There are still 1 million manual scavengers in India, though the job was outlawed in 1993.
Every day, Varsha does the following: She walks to the dry latrines – sometimes nothing more than two bricks on the ground – used by the five families who employ her. There she scoops the shit with a piece of tin, loads it into a cracked bowl, and carries it away on her head. The shit drips every day, but the monsoon makes things worse; then, worms multiply. For this, she gets 1,500 rupees (US$32) per year from each family, though sometimes she is paid in stale food. She can’t wash herself at the well until higher-caste women have finished; she is not permitted to enter a temple to pray for escape. If she is thirsty, she will be served water poured into her hands from a cup, as her touch will contaminate glass.

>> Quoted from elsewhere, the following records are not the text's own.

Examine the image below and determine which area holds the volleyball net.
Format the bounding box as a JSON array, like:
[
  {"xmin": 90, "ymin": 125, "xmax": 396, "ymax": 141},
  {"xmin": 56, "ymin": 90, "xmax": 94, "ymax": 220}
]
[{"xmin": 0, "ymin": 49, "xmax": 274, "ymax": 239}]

There are still 1 million manual scavengers in India, though the job was outlawed in 1993. Anti-scavenging campaigners employ different tactics. Some provide scavengers with alternative employment. Some demolish dry latrines. Sulabh International, an Indian phenomenon, prefers to build toilets. Its low-cost Easy Latrine, designed to replace dry latrines, has been sold to 1 million customers. It has liberated 6,000 manual scavengers. Most Indians know Sulabh for its 4,000 pay toilets that serve 6 million people a day. Foreigners will know it if they have a guidebook that directs them to the organization’s headquarters near Delhi’s international airport, and the International Museum of Toilets.
Sulabh’s founder, Dr. Bindeshwar Pathak, is an unconventional man. Born a high-caste Brahmin, he was not supposed to touch scavengers, so he moved in with some. (His grandmother made him drink cow urine to cleanse himself.) He set up pay toilets though everyone said Indians wouldn’t pay (but they do). In 1994, he decided to “make toilets interesting,” and set up the museum. The displays include a replica of French king Louis XIII’s toilet and a French commode disguised as English books. Objects were sourced partly by sending requests for information about foreign toilet culture to every embassy in Delhi. Some were helpful, some less so. The US Embassy sent a letter recommending Pathak contact the American Society of Sanitary Engineering, and a suggestion: “The idea of playing the national anthem of various nations as one approaches their toilet in the exhibit strikes me as something many people might object to. A simple sign explaining the exhibit may be less controversial.”
If you clean a latrine, you will have many names: sweeper (as you use a brush); manual scavenger (as you use your hands); bhangi (a word meaning “broken”); and untouchable (because you are).
Take the shit to the village dump on your head. There are still up to 10 million dry latrines in India so at least you have job security.
Manual scavenging is illegal in every Indian state, and people who use manual scavengers can get a year’s imprisonment. In practice, even local high courts use scavengers.
You will probably be turned away from the washing place for being polluting. But every day, at least three Dalit girls and women are raped. Untouchability is relative.